EASTERNDAZE
SUBCULTURAL PERIPHERIES—REMAPPING THE EAST

THIRD EDITION OF THE EASTERNDAZE FESTIVAL CONTINUES TO PAIR ELECTRONIC MUSIC COLLECTIVES OF EASTERN EUROPE + BERLIN TO CELEBRATE DIY ARTS & COMMUNAL ETHOS

On Saturday November 30th the accompanying talk curated by Kajet Journal is held at the exhibition and space of ZÖNOTÉKA in Neukölln, and takes up central topics on the theme “Subcultural Peripheries: Remapping the East”. Event takes place on Saturday from 4pm, Facebook event here. 

The cultural spaces of Europe have continued to be divided even long after the fall of the Iron Curtain. Despite the benefits of globalisation, increased mobility, and widespread access to technology and foreign cultures, Eastern Europe is still seen as lagging behind and non-progressive.

Within this circuit of transactions, there is a sharp contrast between what happens intellectually, artistically, and culturally in Eastern Europe and how these ideas are disseminated within a Western sphere of action. Regardless of this, Eastern Europe has blossoming local scenes that manage to translate their marginal condition into artistic practices, and this topography of pain into powerful pockets of creativity.

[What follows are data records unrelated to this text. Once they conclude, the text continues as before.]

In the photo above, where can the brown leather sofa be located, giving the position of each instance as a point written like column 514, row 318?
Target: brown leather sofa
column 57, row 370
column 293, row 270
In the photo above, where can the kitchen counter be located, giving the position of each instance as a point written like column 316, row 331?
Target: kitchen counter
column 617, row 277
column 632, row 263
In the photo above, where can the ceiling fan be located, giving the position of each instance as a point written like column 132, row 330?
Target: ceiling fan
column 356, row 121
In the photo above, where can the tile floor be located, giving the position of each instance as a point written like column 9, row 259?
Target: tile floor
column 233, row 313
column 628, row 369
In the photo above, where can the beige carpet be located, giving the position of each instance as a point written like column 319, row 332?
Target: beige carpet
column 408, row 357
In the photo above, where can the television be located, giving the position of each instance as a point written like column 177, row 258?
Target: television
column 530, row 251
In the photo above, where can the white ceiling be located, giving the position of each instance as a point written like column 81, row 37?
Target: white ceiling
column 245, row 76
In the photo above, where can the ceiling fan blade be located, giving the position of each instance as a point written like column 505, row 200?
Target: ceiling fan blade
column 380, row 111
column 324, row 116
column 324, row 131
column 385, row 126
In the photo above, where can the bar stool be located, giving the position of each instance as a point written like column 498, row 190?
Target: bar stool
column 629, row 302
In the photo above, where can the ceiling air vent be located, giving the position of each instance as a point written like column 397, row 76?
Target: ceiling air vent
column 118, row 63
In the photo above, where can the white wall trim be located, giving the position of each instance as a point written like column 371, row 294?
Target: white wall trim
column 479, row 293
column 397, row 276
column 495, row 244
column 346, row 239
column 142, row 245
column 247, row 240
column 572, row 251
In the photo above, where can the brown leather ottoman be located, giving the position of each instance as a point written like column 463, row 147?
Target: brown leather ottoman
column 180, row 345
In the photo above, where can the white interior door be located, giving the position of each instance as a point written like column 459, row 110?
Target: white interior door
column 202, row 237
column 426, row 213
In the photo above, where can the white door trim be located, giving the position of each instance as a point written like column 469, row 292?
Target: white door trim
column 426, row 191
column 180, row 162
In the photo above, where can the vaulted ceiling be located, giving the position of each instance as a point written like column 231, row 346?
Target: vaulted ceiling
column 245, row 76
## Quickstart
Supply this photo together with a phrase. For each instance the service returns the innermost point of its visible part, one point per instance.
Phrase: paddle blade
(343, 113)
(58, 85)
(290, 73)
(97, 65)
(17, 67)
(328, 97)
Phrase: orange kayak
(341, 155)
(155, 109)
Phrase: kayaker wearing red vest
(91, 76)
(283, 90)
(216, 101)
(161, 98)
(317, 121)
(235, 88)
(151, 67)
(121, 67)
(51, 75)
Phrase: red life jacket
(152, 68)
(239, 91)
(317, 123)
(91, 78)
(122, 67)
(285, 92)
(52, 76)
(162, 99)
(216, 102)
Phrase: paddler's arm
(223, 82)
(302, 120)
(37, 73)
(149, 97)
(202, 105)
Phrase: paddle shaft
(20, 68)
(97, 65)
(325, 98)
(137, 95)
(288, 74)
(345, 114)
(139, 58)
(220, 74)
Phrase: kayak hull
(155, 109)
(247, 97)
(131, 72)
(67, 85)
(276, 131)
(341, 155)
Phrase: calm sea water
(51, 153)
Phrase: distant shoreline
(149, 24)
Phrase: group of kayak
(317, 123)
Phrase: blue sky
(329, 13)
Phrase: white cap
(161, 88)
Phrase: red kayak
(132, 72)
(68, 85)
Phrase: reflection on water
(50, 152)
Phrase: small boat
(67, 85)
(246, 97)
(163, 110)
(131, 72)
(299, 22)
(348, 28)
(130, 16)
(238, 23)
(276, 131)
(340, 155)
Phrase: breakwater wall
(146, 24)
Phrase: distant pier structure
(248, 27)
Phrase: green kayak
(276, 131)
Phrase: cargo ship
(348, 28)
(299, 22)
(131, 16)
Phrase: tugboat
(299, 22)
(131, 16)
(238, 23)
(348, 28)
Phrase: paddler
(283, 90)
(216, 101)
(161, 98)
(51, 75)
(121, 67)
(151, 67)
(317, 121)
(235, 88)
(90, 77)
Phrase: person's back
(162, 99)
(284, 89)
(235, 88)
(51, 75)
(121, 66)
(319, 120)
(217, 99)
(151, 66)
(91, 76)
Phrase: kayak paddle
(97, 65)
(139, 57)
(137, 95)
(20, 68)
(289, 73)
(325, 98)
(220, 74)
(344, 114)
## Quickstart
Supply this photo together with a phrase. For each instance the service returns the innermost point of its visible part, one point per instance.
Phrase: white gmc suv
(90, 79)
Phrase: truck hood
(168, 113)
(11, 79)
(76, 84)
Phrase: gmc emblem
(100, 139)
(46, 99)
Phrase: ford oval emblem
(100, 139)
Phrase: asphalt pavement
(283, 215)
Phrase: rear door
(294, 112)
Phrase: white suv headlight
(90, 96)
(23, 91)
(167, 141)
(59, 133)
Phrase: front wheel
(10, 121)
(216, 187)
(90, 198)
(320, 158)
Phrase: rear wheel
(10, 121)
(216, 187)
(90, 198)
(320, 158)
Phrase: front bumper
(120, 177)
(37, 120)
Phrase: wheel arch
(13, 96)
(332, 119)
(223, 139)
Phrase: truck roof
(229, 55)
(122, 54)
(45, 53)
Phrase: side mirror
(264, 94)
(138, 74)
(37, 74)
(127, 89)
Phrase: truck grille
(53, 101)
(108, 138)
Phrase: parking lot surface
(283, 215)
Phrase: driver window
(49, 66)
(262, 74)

This talk seeks to explore what happens beyond the core and the normative centre. By tackling the existing master narratives, can an emphasis placed on marginality and periphery give way to the possibility to create a community of struggle across borders? How can subcultural forms of artistic expression create a framework of transnational (Eastern European) solidarity? With panelists:

Alexander Pehlemann—journalist, curator, organizer. Since 1993 he has been editor and publisher of Zonic Magazine, an holds a special interest in Eastern European subcultures. He is the DJ-selector for Al-Haca Sound System, and writes for regional and national music magazines. He also produces the Zonic Radio Show. He’s curated numerous exhibitions and compilations focused on Eastern European underground culture. 

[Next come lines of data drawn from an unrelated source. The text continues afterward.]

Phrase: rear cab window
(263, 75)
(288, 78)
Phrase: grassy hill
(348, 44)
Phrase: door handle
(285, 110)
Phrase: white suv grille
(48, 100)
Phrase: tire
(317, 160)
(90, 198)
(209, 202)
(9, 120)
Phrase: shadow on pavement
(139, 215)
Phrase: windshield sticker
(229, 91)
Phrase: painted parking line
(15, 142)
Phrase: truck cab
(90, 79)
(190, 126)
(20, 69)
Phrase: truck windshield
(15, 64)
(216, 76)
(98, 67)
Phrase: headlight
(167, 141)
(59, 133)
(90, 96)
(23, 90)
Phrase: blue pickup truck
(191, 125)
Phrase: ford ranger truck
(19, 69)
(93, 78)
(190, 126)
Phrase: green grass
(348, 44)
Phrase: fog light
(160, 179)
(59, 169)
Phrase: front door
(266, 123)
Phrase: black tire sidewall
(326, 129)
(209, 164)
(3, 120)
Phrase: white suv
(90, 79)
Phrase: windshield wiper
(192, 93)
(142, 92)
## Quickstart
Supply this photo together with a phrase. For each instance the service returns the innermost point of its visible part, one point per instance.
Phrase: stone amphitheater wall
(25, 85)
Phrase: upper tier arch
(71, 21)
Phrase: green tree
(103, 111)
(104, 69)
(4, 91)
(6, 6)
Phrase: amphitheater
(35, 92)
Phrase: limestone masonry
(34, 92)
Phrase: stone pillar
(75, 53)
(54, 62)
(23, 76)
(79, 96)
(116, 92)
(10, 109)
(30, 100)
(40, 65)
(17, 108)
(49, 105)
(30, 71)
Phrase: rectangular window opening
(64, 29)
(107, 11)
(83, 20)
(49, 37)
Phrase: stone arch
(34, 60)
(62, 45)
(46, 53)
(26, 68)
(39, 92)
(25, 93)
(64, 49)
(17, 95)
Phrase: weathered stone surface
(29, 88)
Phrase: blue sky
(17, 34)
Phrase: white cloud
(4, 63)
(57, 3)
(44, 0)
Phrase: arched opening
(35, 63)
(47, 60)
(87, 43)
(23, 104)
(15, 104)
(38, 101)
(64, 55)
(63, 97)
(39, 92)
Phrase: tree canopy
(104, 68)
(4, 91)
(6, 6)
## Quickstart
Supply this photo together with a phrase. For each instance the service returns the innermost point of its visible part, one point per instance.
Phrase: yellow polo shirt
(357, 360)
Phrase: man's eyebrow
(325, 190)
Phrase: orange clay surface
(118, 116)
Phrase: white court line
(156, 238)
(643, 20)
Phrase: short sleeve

Artjom Astrov—musician, multimedia artist and founder of the Serious Serious collective.

Ira Merzlichin—member of the Paradaiz collective, an organisation whose main goals are the exploration, mediation and support of inter-cultural exchanges as engines of preserving cultural diversity and creating tolerance between what is considered minority and majority, peripheral and central.

Anita Jóri—a research associate at Berlin University of the Arts (Universität der Künste Berlin). Her research and publications focus on electronic (dance) music cultures and their diversity and gender issues. She’s just finished editing two upcoming volumes at Springer Publishing: Music & Empowerment and The “New“ Age of Electronic Dance Music and Club Cultures. Since 2018 Anita is also a chairperson of the German Association for Music Business and Music Culture Research (GMM). She’s part of the curatorial team of CTM Festival’s discourse program

At the same venue a selection of related video art curated by the D’EST will be on view. D’EST: A Multi-Curatorial Online Platform for Video Art from the Former ‘East’ and ‘West’ is a project initiated by Ulrike Gerhardt with DISTRICT Berlin.  D'EST is a Berlin- based online audiovisual platform that reflects the post-socialist transformation along post- geographic, horizontal, and feminist focus topics.  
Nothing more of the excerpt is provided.